Italian police raid Chinese criminal gangs
by Guy Dinmore in Rome Published: June 28 2010
Italian police launched a major operation against Chinese criminal gangs across the country early on Monday, raiding illegal factories and seizing assets.
Italy’s Guardia di Finanza tax police said its Florence division had launched what it called Operation Great China in eight regions across Italy. Police said 17 Chinese and seven Italians were arrested while 134 others were under investigation. Police also seized 73 companies, 181 properties and 166 luxury cars.
Charges levelled against the Chinese included mafia association, money laundering and tax evasion, and organising illegal immigration, labour and prostitution.
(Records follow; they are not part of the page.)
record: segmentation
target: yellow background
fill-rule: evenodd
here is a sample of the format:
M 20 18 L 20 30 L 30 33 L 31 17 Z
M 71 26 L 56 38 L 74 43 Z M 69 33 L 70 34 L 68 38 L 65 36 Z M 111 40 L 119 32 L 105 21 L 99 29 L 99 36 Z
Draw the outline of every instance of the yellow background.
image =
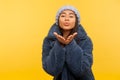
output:
M 120 80 L 120 0 L 0 0 L 0 80 L 52 80 L 42 41 L 66 4 L 79 10 L 94 43 L 96 80 Z

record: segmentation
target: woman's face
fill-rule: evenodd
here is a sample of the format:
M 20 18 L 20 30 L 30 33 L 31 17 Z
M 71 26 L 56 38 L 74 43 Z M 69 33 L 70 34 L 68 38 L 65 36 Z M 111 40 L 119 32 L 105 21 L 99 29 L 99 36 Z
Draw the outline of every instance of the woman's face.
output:
M 63 30 L 71 30 L 74 28 L 76 22 L 75 13 L 71 10 L 64 10 L 59 17 L 59 26 Z

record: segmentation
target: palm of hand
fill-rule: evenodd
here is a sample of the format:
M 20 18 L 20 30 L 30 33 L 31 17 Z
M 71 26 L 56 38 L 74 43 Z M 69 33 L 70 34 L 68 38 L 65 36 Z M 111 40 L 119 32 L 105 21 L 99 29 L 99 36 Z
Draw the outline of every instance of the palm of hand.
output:
M 74 37 L 77 35 L 77 32 L 73 33 L 72 35 L 69 35 L 66 39 L 56 32 L 54 32 L 54 35 L 60 43 L 67 45 L 74 39 Z

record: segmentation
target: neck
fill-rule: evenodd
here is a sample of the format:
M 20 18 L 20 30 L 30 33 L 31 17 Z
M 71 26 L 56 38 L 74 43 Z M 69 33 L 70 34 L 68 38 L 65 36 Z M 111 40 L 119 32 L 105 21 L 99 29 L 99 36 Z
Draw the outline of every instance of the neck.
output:
M 70 30 L 63 31 L 63 37 L 66 39 L 69 36 L 70 32 L 71 32 Z

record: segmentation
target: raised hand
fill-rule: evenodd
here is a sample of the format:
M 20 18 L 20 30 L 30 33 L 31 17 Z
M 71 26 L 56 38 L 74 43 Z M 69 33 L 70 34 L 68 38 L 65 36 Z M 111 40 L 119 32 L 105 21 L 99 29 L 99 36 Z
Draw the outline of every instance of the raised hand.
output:
M 53 34 L 55 35 L 55 37 L 58 39 L 60 43 L 67 45 L 75 38 L 75 36 L 77 35 L 77 32 L 73 33 L 72 35 L 69 35 L 66 39 L 56 32 L 54 32 Z

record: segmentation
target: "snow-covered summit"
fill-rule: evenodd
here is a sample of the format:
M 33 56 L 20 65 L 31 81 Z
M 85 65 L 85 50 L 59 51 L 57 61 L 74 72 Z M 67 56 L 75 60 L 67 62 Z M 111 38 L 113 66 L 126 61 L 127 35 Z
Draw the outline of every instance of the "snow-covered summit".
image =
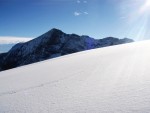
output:
M 150 41 L 0 72 L 0 113 L 149 113 Z

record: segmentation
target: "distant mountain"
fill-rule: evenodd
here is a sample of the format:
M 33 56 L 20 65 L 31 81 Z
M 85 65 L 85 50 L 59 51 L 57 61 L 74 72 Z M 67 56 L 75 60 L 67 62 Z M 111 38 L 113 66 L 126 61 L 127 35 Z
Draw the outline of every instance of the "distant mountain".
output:
M 7 70 L 79 51 L 129 42 L 133 42 L 133 40 L 113 37 L 94 39 L 89 36 L 66 34 L 61 30 L 52 29 L 33 40 L 16 44 L 7 53 L 0 54 L 0 70 Z
M 0 36 L 0 53 L 8 52 L 15 44 L 27 42 L 32 38 Z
Some were also charged with counterfeiting, commercial fraud and the selling of goods against “Made in Italy” labelling regulations.
Police allege that money earned from illegal activites was transferred to China through a money transfer company called Money2Money, based in Bologna and owned by the Italian Bolzonaro family. The alleged Chinese criminal organisation, headed by the Cai family from Hubei province in northern China, had bought a stake in the company using the front name of their cleaning woman, according to police. A person answering the telephone at Money2Money in Bologna said the company had no immediate comment.
Police said the company had been seized by the judiciary and its activities placed under a special commissioner.
Money2Money has many sub-agencies located across Italy specialised in low-cost transfers of money abroad for immigrants.
Monday’s raids appeared to have focused on Tuscany where Chinese criminal gangs have taken root among large immigrant communities, many working in illegal clothing factories in the city of Prato.
Rising violence and expansion of immigrant communities in the medieval city have shifted local grievances to a national level, straining relations between Rome and Beijing and opening a national debate on the impact of globalisation.
Two weeks ago in Prato, masked men shot dead a Chinese businessman and in a separate incident a gang of Chinese youths armed with cleavers hacked to death two illegal Chinese immigrants in a bar full of people. No witnesses have come forward, underlining the problems facing Italian authorities in dealing with criminal gangs entrenched in a relatively closed community.
Laura Canovai, an investigating magistrate, told a public meeting that “the Chinese community is not helping, not collaborating with the institutions”.
Ding Wei, China’s new ambassador to Rome, visited Prato last Friday in response to the killings. According to local newspaper accounts, his meetings with Italian officials went badly as he complained about a sustained crackdown launched this year by city authorities on illegal Chinese factories in the city.
Chinese criminal gangs, mostly from the coastal city of Wenzhou in Zhejiang province, provide a constant stream of illegal immigrants for Prato’s sweatshops, which have expanded hugely over the past decade and were said to produce as many as 1m items of clothing a day before recession hit. Many Chinese in the area have since lost their jobs.
City and police officials have been frustrated in their attempts to expel illegal Chinese immigrants from Italy because the Chinese authorities refuse to accept suspected Chinese nationals who have no identification. Italian newspapers, however, recently reported some progress in co-operation between the two sides, with Chinese police providing information on suspected gang members.